Atomization Characteristics of Kerosene in Crossflow with an Incident Shock Wave

Abstract

An unsteady numerical simulation method was used in order to explore more efficient atomization methods for liquid fuel in scramjet combustors and to study the influence of different shock wave incident positions on the atomization characteristics of kerosene in crossflow. The wedge compression surface was used to generate the incident shock wave, and the incident position of the shock wave on the fuel jet was controlled by changing the angle of the wedge surface. The inlet Mach number was 2.01; the total temperature was 300 K, and the momentum ratio was 12. The research results show that as the incident position of the shock wave moves upstream, the penetration depth of the jet is essentially unchanged, but the inner edge trajectory of the jet is closer to the wall. Because the shock wave affects the Kelvin–Helmholtz instability of the jet, the unsteadiness of the jet root is strengthened, and the unsteadiness downstream of the jet is weakened. The atomization of the jet and the stability of the particle-size distribution are, thus, realized more quickly. The incident shock wave reduces the Sauter mean diameter of the jet section and makes the droplet distribution more uniform. The incident shock wave makes the atomization angle of the jet along the flow direction increase first and then decrease.

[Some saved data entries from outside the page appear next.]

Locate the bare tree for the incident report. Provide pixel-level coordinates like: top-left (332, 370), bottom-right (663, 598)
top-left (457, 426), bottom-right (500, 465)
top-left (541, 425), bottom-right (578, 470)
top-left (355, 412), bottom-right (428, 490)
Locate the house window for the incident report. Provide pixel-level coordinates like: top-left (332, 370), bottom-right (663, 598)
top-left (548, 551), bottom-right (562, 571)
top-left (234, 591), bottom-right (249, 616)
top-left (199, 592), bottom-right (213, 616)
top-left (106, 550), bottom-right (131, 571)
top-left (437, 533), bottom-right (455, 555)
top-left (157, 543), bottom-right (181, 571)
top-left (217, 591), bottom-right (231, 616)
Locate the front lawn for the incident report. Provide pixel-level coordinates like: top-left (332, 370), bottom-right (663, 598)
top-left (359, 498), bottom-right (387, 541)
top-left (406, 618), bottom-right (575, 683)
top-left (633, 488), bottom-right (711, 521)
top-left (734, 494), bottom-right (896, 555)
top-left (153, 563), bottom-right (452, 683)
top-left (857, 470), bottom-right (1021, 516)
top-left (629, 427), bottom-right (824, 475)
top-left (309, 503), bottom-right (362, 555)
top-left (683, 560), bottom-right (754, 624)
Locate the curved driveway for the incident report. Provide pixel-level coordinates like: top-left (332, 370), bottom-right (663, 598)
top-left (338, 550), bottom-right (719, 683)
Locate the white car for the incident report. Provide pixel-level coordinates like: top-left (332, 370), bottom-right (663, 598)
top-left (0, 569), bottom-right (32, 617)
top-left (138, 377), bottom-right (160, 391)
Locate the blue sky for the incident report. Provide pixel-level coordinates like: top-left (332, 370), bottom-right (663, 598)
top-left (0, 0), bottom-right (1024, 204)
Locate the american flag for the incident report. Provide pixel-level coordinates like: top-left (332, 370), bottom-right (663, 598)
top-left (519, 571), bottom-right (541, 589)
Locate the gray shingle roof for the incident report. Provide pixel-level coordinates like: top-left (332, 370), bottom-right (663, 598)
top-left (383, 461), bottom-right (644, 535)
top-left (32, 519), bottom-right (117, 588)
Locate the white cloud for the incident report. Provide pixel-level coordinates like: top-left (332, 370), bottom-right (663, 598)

The changes in the jet characteristics are determined by the changes in the reflux region, momentum transport, and pressure distribution caused by the incident shock wave.

1. Introduction

The scramjet has become the preferred form of propulsion system for high-speed aircrafts because of its excellent performance at high flight Mach number, and it has become the focus of research in the aerospace field [1]. For scramjets, the speed of the incoming flow is fast, and the residence time of the fuel is on the order of milliseconds. Therefore, it is one of the key technologies in achieving efficient fuel mixing and stable combustion within a limited time and space. From the perspective of the entire combustion process, the atomization process of fuel occupies nearly 60% of the time [2,3]. Therefore, it is very important to explore efficient fuel atomization modes to improve the performance of scramjets. Injecting fuel by transverse jets is a promising fuel atomization method.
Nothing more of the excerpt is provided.